Hol dir die zwei Taschenbücher (jeweils nur 10 Euro) und gehe
sie komplett durch. 
http://www.rowohlt.de/sixcms/detail.php?id=3845#
http://www.rowohlt.de/sixcms/detail.php?id=6480#

hier gibt es noch "Java ist auch eine Insel" zum Herunterladen.
http://www.galileocomputing.de/katalog/openbook


----------



## Maximum (30. Okt 2005)

Das eBook ist ja nett.  :### 

Werd ich auch mal lesen


----------



## SnooP (30. Okt 2005)

Java ist auch eine Insel ist tatsächlich für Anfänger gut zu schaffen... darüberhinaus sollte man sich zum Java lernen tatsächlich was handfestes kaufen - das kann auch später als Nachschlagewerk gut helfen.

Wenn man gewohnt ist Übungsaufgaben zu bearbeiten - einfach mal bei den Unis oder FH-Seiten vorbeischauen - das Semester hat ja gerade angefangen, dort wird man bestimmt fündig...

z.B. die Seite bei meiner Uni:
http://infbsdb1.idb.cs.tu-bs.de/~kollmann/ProgrammierenI/

dort gibts etwa alle zwei Wochen nen neues Aufgabenblatt - im ersten Semester auch noch recht einfache Aufgaben... im zweiten Semester wirds meist etwas Informatiklastiger - schadet ja aber evtl. auch nicht.
Lösungen gibts meist eine oder zwei Wochen später... bzw. auch auf den Seiten der vorigen Semester...


----------



## Maximum (30. Okt 2005)

Das ist eine gute Idee.
Wir programmieren an unserer FH zwar in C++, aber das ist ja kein Problem das in Java zu schreiben.
http://lionel.kr.hs-niederrhein.de/~ueberholz/


----------



## Sabbi-Maus (30. Okt 2005)

Danke für die Tips   

Die Bücher vom RoRoRo Verlag kenne ich bereits.

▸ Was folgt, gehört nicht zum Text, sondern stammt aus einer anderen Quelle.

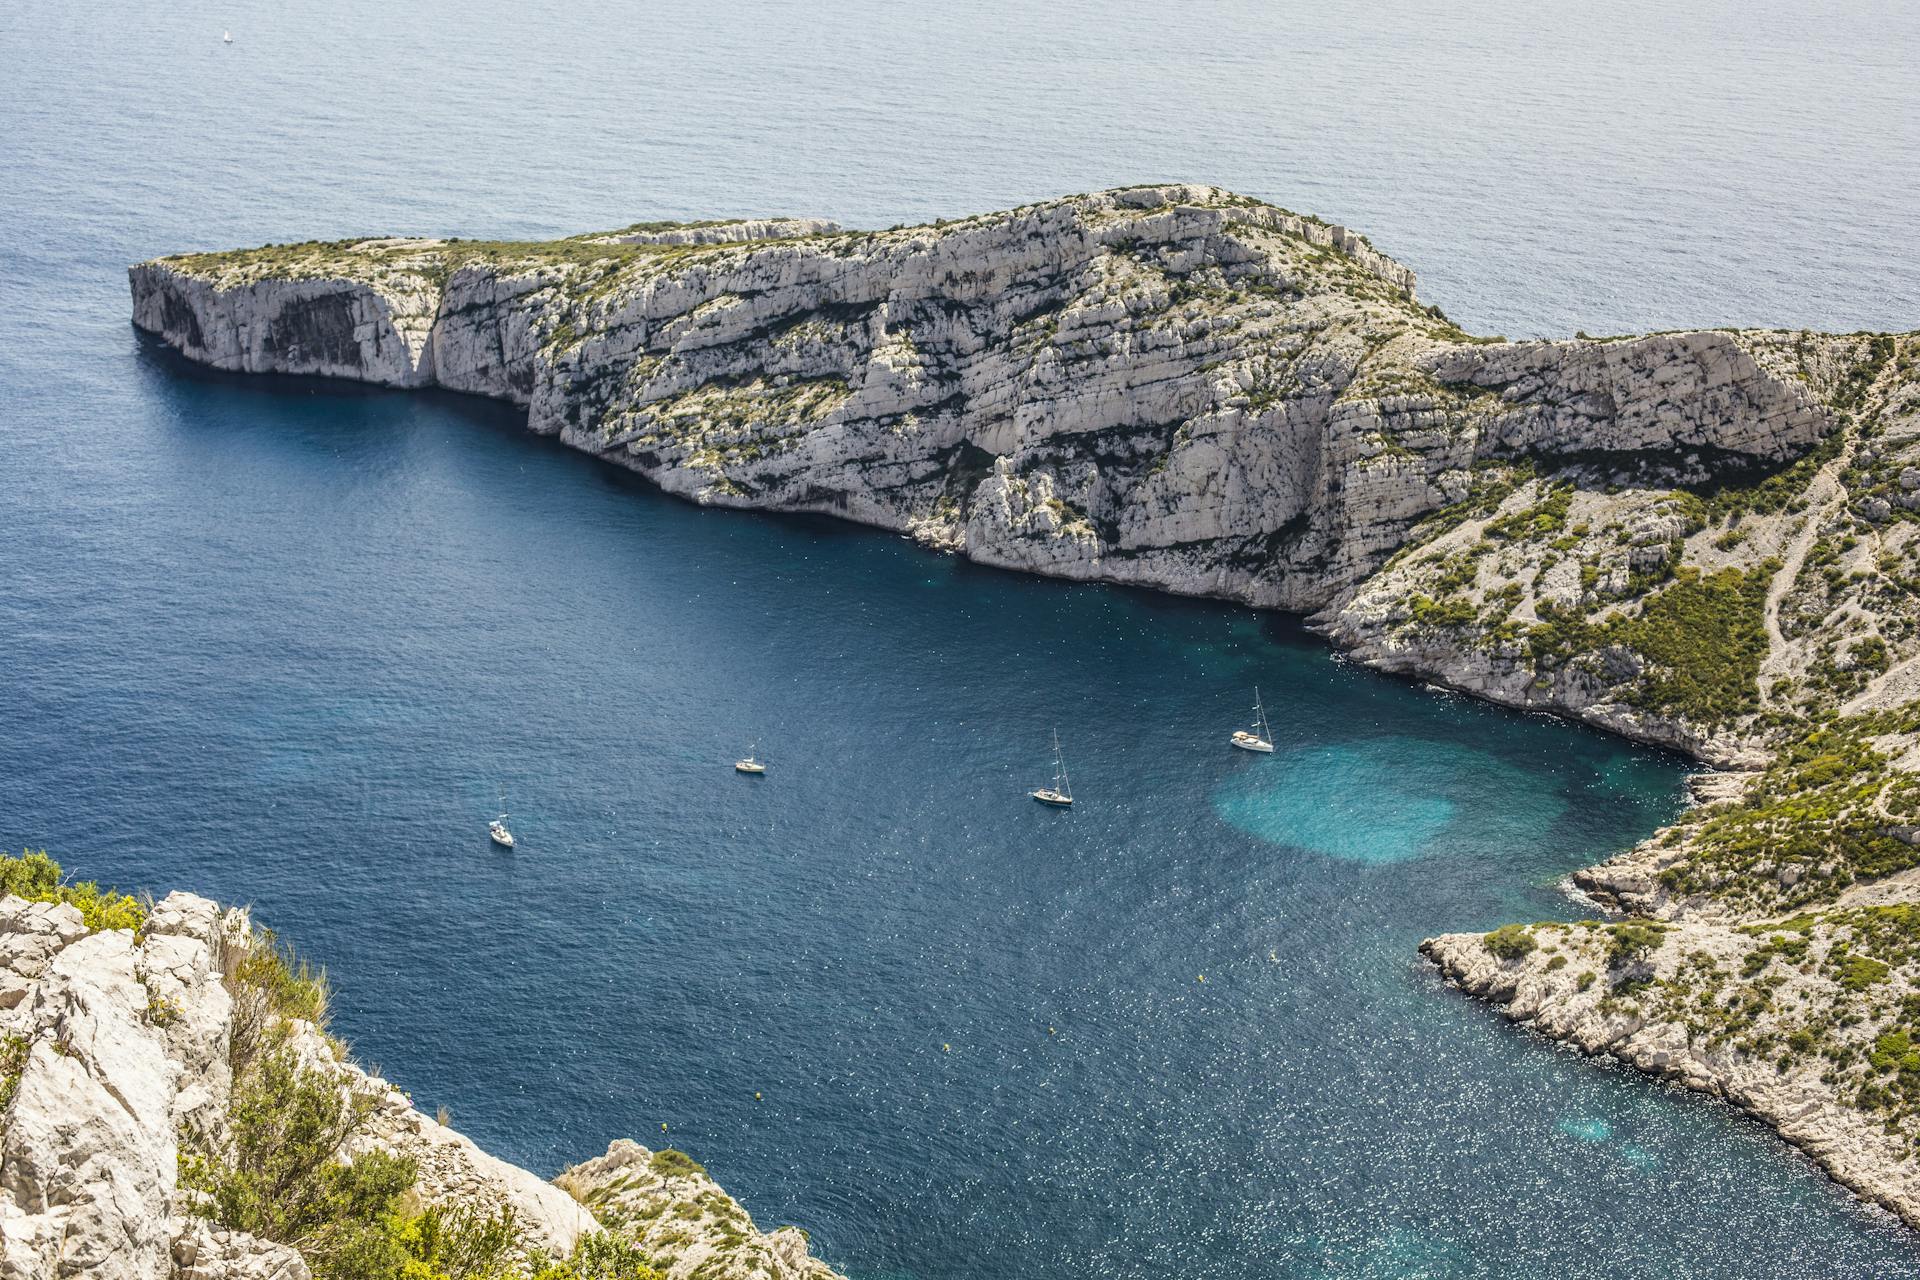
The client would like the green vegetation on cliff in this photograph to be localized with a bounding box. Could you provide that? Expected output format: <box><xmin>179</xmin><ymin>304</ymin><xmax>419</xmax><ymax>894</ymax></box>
<box><xmin>174</xmin><ymin>894</ymin><xmax>669</xmax><ymax>1280</ymax></box>
<box><xmin>161</xmin><ymin>233</ymin><xmax>754</xmax><ymax>293</ymax></box>
<box><xmin>1656</xmin><ymin>905</ymin><xmax>1920</xmax><ymax>1151</ymax></box>
<box><xmin>1650</xmin><ymin>709</ymin><xmax>1920</xmax><ymax>913</ymax></box>
<box><xmin>1545</xmin><ymin>562</ymin><xmax>1777</xmax><ymax>725</ymax></box>
<box><xmin>0</xmin><ymin>849</ymin><xmax>146</xmax><ymax>932</ymax></box>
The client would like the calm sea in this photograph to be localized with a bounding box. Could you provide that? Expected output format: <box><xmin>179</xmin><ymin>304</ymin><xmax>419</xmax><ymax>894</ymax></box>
<box><xmin>2</xmin><ymin>2</ymin><xmax>1916</xmax><ymax>1276</ymax></box>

Die sind wirklich ziemlich gut.
Und das OpenBook zieh ich auch gerade 
 8) 

Wie gesagt ich bin für alles offen. Es ist nur soooo schwer einen Anfang zu finden... .


----------



## Caesar (30. Okt 2005)

http://highscore.de/

Schau dir mal das zweite und dritte dort an: 
"Programmieren in Java: Einführung" und "Programmieren in Java: Aufbau".
Da sind auch gute Übungsaufgaben dabei.


----------



## Guest (30. Okt 2005)

Ich finde auch das Kompendium von Markt und Technik gut geschrieben (aber das liegt ja immer im Auge des Betrachters).


----------



## Sky (31. Okt 2005)

http://www.java-forum.org/de/javabuch


----------



## L-ectron-X (31. Okt 2005)

Anmerkung: Es gibt in diesem Forum, wenn man die Suche benutzt, reichlich Links zu Threads, in denen mehrere Bücher, eBooks und  Links zu online-Tutorials vorgestellt bzw. gepostet werden.


----------



## Beni (31. Okt 2005)

Sabbi-Maus hat gesagt.:
			
		

> Jo dort habe ich bereits versucht die Zip-Datei runterzuladen nur wird jedesmal die Verbindung zum Server zurückgesetzt. Genauso wie die PDF  :cry:
> 
> Gruß
> Sabrina


Der Server hatte gestern eine Macke... jetzt geht er anscheinend wieder.

_[Edit: hey, das ist mein 5000ster Post :bae:]_


----------